Strona:PL Dumas - Trzej muszkieterowie (tłum. Sierosławski).djvu/263

Z Wikiźródeł, wolnej biblioteki
Ta strona została przepisana.

Czyż mogą powierzyć panu tę tajemnicę? Jesteś pan niemal dzieckiem jeszcze!
— Jak się zdaje, pragnęłabyś pani, aby ktoś za mną poręczył.
— Przyznaję, że upewniłoby mnie to bardzo.
— Czy znasz pani Atosa?
— Nie.
— A Portosa?
— Nie.
— I Aramisa?
— Nie. Któż są ci panowie?
— Są to muszkieterowie królewscy, A czy znasz pani ich kapitana, pana de Tréville?
— O! tak; tego znam, nie osobiście wprawdzie, ale słyszałam kilkakrotnie, jak mówiono o nim królowej, jako o dzielnym i zacnym szlachcicu.
— I nie obawiasz się pani, aby on zdradził kardynałowi twe tajemnice, nieprawdaż?

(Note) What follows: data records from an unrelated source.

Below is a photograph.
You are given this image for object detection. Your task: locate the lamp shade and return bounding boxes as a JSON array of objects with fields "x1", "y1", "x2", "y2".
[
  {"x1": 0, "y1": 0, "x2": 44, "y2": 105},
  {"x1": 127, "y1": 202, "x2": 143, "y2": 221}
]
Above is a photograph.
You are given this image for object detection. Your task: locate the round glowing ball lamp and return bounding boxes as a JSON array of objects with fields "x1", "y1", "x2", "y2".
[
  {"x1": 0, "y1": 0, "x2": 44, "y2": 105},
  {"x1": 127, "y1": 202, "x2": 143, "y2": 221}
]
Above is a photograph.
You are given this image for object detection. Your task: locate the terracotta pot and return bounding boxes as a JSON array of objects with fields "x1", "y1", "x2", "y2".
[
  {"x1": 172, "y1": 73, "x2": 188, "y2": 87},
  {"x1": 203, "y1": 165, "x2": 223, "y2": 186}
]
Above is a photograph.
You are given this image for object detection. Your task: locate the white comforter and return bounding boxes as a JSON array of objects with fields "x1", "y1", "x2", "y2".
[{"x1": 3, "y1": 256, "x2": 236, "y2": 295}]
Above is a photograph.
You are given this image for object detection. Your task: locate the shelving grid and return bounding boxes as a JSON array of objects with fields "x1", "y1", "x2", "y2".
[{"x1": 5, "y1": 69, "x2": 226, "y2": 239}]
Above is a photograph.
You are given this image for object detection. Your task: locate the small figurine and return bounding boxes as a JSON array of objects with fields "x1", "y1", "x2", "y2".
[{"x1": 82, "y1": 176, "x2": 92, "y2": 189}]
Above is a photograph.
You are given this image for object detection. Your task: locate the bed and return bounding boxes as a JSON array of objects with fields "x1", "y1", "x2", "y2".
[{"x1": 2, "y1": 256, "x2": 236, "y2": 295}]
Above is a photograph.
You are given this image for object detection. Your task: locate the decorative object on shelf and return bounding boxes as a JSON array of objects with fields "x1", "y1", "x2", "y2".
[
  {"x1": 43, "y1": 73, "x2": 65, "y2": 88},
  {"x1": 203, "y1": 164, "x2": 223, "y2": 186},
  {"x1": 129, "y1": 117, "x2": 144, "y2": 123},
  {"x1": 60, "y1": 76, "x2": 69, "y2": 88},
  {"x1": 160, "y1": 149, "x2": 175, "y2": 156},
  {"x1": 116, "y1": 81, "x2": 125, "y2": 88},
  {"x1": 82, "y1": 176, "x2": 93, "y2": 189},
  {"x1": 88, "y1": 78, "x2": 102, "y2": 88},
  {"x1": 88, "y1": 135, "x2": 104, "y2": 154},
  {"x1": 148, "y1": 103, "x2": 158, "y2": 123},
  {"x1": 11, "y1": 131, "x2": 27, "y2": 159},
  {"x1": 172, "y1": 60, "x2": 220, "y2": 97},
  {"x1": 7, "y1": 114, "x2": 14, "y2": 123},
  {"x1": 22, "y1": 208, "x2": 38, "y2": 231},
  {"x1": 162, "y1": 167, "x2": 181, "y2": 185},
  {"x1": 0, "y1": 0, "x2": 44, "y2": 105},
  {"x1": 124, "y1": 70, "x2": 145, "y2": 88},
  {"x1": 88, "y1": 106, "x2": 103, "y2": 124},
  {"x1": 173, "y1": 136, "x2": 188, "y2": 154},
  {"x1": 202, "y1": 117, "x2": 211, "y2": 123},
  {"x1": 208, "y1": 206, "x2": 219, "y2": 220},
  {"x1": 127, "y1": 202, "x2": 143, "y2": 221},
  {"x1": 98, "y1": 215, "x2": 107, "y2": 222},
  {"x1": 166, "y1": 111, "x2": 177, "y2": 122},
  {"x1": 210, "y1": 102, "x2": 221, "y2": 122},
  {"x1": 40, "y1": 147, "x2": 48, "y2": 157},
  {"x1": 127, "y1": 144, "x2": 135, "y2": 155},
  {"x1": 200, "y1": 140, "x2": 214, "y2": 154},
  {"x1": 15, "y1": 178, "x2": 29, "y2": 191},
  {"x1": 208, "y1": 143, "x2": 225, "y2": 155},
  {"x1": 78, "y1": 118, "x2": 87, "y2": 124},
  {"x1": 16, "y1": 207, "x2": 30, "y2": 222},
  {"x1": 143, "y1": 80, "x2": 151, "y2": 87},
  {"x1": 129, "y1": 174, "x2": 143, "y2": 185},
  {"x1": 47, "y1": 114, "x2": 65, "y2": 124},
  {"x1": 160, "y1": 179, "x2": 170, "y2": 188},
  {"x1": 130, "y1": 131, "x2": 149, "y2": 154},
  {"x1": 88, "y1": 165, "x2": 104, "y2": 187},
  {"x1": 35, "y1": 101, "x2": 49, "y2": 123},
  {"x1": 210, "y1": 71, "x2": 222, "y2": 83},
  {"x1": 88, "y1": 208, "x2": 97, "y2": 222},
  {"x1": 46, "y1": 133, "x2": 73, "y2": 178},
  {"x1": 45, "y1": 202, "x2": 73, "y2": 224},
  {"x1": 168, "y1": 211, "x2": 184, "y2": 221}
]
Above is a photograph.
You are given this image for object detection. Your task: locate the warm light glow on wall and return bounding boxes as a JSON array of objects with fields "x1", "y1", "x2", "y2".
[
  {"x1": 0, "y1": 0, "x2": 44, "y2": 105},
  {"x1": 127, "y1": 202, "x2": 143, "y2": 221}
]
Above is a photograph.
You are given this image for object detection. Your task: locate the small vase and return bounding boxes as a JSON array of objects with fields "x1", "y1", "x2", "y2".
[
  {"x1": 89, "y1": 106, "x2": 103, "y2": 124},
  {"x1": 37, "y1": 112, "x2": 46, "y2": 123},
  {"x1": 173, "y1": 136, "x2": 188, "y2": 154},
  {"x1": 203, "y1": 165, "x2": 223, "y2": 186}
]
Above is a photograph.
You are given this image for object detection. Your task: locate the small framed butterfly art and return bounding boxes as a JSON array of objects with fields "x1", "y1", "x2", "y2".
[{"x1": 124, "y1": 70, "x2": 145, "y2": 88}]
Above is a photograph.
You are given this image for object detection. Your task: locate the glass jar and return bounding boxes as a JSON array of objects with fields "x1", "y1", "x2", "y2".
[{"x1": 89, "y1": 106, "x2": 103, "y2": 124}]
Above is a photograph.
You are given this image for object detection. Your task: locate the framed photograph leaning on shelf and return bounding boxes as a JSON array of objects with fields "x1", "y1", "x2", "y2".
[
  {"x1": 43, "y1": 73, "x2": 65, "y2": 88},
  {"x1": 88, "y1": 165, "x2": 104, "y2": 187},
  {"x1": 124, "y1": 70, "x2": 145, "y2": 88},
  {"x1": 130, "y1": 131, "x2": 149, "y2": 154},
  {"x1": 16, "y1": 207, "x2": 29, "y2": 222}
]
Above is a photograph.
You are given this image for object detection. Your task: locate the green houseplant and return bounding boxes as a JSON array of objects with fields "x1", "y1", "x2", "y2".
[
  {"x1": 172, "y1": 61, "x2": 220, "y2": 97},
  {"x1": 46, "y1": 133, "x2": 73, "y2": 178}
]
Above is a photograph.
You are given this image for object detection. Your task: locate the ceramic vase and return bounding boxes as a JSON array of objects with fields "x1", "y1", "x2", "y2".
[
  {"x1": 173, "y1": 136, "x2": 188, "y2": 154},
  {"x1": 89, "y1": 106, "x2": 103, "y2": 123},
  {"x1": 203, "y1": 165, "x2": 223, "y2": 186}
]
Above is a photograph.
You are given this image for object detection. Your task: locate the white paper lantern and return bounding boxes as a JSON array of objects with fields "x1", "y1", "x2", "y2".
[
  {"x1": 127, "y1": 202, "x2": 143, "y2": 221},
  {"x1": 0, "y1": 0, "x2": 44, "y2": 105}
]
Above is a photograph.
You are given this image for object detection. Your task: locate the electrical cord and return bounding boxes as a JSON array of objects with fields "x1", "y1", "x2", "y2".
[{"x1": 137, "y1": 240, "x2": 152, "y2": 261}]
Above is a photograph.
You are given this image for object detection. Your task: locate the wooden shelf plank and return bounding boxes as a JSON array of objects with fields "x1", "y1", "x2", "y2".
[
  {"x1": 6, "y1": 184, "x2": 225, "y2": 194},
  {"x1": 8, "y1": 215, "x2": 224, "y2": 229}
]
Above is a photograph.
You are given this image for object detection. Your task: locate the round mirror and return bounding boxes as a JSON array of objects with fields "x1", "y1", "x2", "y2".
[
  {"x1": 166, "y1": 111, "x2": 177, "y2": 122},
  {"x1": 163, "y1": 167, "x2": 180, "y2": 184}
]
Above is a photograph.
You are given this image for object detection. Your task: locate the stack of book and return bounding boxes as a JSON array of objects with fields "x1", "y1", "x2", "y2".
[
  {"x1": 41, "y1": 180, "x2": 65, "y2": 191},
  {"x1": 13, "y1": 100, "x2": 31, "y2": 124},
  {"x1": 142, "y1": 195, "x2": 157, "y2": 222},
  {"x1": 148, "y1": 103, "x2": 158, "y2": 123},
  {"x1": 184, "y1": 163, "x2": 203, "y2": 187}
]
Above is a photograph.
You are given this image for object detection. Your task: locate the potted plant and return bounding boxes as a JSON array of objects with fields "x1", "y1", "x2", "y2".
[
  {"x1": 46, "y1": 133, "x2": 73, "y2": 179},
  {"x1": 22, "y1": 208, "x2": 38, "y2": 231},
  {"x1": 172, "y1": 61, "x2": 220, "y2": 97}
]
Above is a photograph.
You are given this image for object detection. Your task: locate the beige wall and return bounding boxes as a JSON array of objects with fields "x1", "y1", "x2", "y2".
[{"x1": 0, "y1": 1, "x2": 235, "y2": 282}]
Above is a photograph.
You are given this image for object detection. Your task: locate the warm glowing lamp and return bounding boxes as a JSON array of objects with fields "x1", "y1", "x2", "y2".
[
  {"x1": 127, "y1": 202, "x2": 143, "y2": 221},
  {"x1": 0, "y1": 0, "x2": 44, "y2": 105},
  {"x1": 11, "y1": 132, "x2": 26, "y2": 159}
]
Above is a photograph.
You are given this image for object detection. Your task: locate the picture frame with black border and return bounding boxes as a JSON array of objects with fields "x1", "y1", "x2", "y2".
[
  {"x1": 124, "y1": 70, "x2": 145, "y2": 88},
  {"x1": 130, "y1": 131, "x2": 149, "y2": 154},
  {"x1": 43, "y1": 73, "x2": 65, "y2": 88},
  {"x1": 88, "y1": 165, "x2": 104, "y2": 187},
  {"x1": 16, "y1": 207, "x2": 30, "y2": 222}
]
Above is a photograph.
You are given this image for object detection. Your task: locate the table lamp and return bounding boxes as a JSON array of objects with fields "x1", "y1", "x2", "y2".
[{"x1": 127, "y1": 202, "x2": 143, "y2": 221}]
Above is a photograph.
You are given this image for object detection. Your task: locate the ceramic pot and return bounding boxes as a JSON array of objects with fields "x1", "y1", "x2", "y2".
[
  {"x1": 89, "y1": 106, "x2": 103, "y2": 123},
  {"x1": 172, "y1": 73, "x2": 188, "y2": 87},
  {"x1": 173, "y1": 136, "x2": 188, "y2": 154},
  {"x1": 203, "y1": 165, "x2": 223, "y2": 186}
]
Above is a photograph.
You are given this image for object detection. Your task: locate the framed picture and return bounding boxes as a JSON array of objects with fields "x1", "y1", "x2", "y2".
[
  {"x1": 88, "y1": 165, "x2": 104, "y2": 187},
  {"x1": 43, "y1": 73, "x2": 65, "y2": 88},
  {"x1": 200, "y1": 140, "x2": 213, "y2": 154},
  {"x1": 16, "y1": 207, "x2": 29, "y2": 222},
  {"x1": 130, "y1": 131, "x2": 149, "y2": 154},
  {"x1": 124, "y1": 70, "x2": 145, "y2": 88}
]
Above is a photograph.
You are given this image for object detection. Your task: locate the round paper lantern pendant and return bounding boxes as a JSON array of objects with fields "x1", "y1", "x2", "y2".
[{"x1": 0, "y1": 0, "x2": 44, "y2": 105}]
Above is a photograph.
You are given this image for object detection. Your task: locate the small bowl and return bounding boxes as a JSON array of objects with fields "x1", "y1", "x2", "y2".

— O, nie; nie mam najmniejszej obawy.
— A zatem wyjaw mu pani tę tajemnicę i zapytaj go, czy można mi ją powierzyć, jakkolwiek byłaby ważna, cenna i straszna.
— Ale tajemnica ta nie jest moją, i wyjawić mu jej nie mogę.
— A jednak zamierzałaś ją pani powierzyć panu Bonacieux — odparł d’Artagnan, urażony.
— Tak, jak się powierza list dziupli w drzewie, jak się go ukrywa pod skrzydłem gołębia lub w obroży psa.
— Wiesz pani przecież, że cię kocham.
— Tak pan twierdzisz?
— Jestem człowiekiem, oddanym kobiecie, którą kocham.
— W to wierzę.
— Jestem odważny.
— Och! tego jestem pewna.
— A zatem niech mię pani wystawi na próbę.
Pani Bonacieux spojrzała na młodego człowieka, powstrzymywana jeszcze tylko resztkami wątpliwości. Ale w oczach jego błyszczał taki zapał, głos jego miał tak przekonywającą siłę, że nabrała odwagi, by mu zaufać.